A human developer might hesitate before installing a package they’ve never heard of, but an agent will install whatever it thinks solves the task. Require packages to come from a vetted list, flag new dependencies for human review, and reject packages below a popularity or age threshold.

Treat every MCP server and plugin as a dependency

If your system connects to MCP servers, installs skills, or loads plugins, those are dependencies with the same risk profile as npm packages. Pin versions, verify provenance where possible, and audit what they do at install and runtime. Calling them “tools” or “skills” instead of “packages” doesn’t change the threat model.

Don’t give agents ambient credentials

Agents that inherit the developer’s shell environment get their SSH keys, API tokens, cloud credentials, and registry auth tokens, and a malicious package installed by the agent can read all of it. Provision agents with scoped, short-lived credentials that only cover what the current task requires. If your agent doesn’t need to push to a registry, it shouldn’t have a registry auth token in its environment.
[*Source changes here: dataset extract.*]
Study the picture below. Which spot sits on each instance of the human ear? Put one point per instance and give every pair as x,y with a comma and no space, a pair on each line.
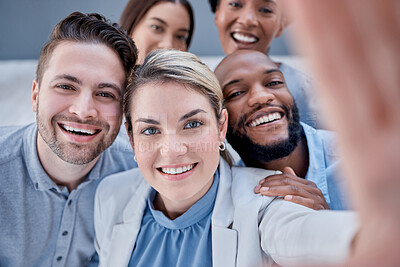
35,95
Assume your agent will be prompted to install something malicious

Attackers will try to get your agent to install a bad package, and sometimes they’ll succeed. Design your system so that a single malicious install can’t exfiltrate credentials, can’t persist across tasks, can’t modify other agents’ environments, and can’t propagate to downstream systems. The blast radius of a compromised dependency should be one sandboxed task.

Build a dependency audit trail

Every package your agent installs, every version it resolves, every registry it queries should be logged and attributable to a specific task. When something goes wrong, you need to answer: which agent installed this, when, why, and what else did it touch? Traditional SCA tools can scan the result, but you also need the provenance of how that result was assembled, the same way you’d want reproducible builds.

Don’t forget about dependencies after installation

Agents are good at installing packages and bad at revisiting them. A dependency an agent pulled in six months ago to fix a one-off task is still in the tree, still getting loaded, and nobody has checked whether it’s been flagged since. Human developers at least occasionally see Dependabot PRs or hear about compromised packages through the grapevine. Agents don’t have a grapevine. If your platform lets agents add dependencies, it also needs a mechanism for surfacing when those dependencies go stale, get deprecated, or turn up in vulnerability databases.